Perabula morosa

Scientific classification
- Kingdom: Animalia
- Phylum: Arthropoda
- Class: Insecta
- Order: Coleoptera
- Suborder: Polyphaga
- Infraorder: Scarabaeiformia
- Family: Scarabaeidae
- Genus: Perabula
- Species: P. morosa
- Binomial name: Perabula morosa (Péringuey, 1902)
- Synonyms: Rabula morosa Péringuey, 1902;

= Perabula morosa =

- Genus: Perabula
- Species: morosa
- Authority: (Péringuey, 1902)
- Synonyms: Rabula morosa Péringuey, 1902

Species of beetle

Perabula morosa is a species of beetle of the family Scarabaeidae. It is found in South Africa (Western Cape).

== Description ==
Adults reach a length of about 7 mm. They are fuscous brown, opaque, and clothed with some slightly remote, appressed minute ashy-grey hairs. The head and pronotum are covered with cicatricose shallow punctures from the centre of which springs a very short bristle. The pronotum also has a shallow but plainly visible longitudinal furrow.

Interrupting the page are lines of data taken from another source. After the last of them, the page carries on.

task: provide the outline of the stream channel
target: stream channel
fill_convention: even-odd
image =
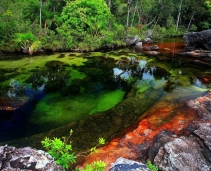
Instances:
[[[171,117],[184,111],[187,100],[210,88],[204,78],[211,69],[176,55],[182,39],[157,45],[156,56],[133,48],[1,55],[0,144],[42,148],[46,136],[67,136],[73,129],[74,150],[82,151],[99,137],[109,142],[135,127],[159,102],[177,106]]]

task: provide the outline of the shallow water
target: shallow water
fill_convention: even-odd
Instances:
[[[175,53],[184,46],[181,40],[158,46],[162,52],[159,56],[125,48],[1,60],[0,142],[49,132],[92,115],[102,116],[99,113],[116,111],[121,103],[132,118],[125,125],[131,125],[159,100],[183,105],[206,93],[209,84],[202,82],[201,75],[209,76],[209,67],[177,57]],[[17,106],[22,107],[15,110]],[[122,108],[116,111],[116,134],[126,127],[122,124],[127,120],[120,117]],[[100,129],[97,125],[102,121],[92,122],[96,123],[89,124]],[[104,133],[94,134],[102,137]]]

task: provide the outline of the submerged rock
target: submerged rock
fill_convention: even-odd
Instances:
[[[109,171],[150,171],[145,164],[125,158],[118,158],[111,164]]]
[[[1,171],[65,171],[42,150],[0,146]]]

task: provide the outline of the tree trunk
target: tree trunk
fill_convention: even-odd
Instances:
[[[135,6],[135,9],[134,9],[133,18],[132,18],[131,25],[130,25],[131,27],[133,26],[133,21],[134,21],[134,17],[135,17],[137,7],[138,7],[138,1],[136,1],[136,6]]]
[[[110,11],[111,11],[111,0],[108,0],[108,8],[109,8]]]
[[[190,28],[190,25],[191,25],[191,22],[192,22],[192,20],[193,20],[194,15],[195,15],[195,11],[193,11],[193,13],[192,13],[192,15],[191,15],[190,21],[189,21],[189,23],[188,23],[187,31],[188,31],[189,28]]]
[[[40,33],[42,32],[42,0],[40,0]]]
[[[132,0],[128,0],[127,1],[127,27],[129,26],[129,18],[130,18],[130,4],[131,4]]]
[[[181,14],[181,9],[182,9],[182,1],[183,0],[180,1],[179,13],[178,13],[178,16],[177,16],[176,32],[177,32],[177,29],[178,29],[178,26],[179,26],[180,14]]]

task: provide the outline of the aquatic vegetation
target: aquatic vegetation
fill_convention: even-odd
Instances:
[[[78,156],[82,154],[75,154],[72,152],[72,141],[70,141],[70,137],[72,136],[73,130],[70,130],[70,134],[68,137],[63,137],[63,141],[61,138],[53,138],[49,139],[46,137],[43,141],[41,141],[43,147],[48,151],[48,153],[56,160],[56,163],[61,165],[63,168],[68,169],[70,163],[75,163]],[[99,144],[95,147],[91,148],[86,153],[94,153],[97,152],[97,147],[105,144],[104,138],[99,138]],[[95,161],[92,164],[86,166],[88,168],[97,168],[100,170],[104,170],[106,164],[102,161]]]
[[[121,90],[115,90],[113,92],[104,93],[98,98],[96,107],[91,112],[89,112],[89,114],[91,115],[94,113],[103,112],[108,109],[111,109],[117,103],[122,101],[124,94],[125,92]]]

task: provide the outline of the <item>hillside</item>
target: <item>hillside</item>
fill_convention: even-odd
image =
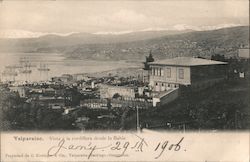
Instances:
[[[142,60],[149,51],[156,59],[175,56],[235,56],[239,47],[249,47],[249,26],[213,31],[158,31],[123,35],[47,35],[32,39],[0,40],[1,51],[59,52],[71,58]]]

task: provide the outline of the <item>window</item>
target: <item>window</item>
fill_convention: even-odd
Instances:
[[[167,68],[167,77],[171,78],[171,68]]]
[[[184,69],[179,69],[179,79],[184,79]]]
[[[164,71],[162,68],[161,68],[161,76],[164,76]]]

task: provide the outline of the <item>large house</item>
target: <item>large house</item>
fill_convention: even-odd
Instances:
[[[176,57],[149,63],[153,91],[177,89],[180,85],[204,86],[226,78],[227,63],[194,57]]]

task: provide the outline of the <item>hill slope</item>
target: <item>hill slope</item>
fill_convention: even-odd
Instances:
[[[138,32],[123,35],[73,34],[32,39],[0,40],[0,50],[11,52],[59,52],[67,57],[101,60],[142,60],[149,51],[156,59],[175,56],[221,54],[235,56],[249,47],[249,26],[196,32]]]

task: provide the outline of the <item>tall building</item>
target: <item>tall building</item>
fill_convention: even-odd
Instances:
[[[176,57],[149,63],[149,85],[153,91],[185,86],[204,86],[226,78],[226,62]]]

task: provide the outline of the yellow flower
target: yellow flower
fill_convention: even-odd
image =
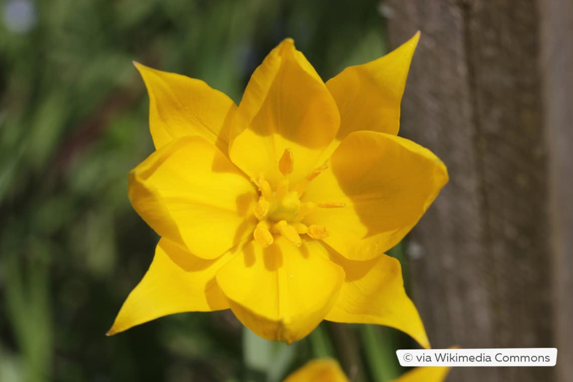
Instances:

The scutellum has a few small appressed hairs and the elytra are plainly tri-costate on the discoidal part and also have another costa above the outer margin, the suture is also raised, and the sculpture consists of closely set cicatricose punctures a little more closely set than on the pronotum, and bearing likewise a very small appressed hair, but the costae and the suture have in addition a series of distant, short setae. The pygidium and abdomen have scattered minute hairs and the legs are punctate and have similarly appressed hairs.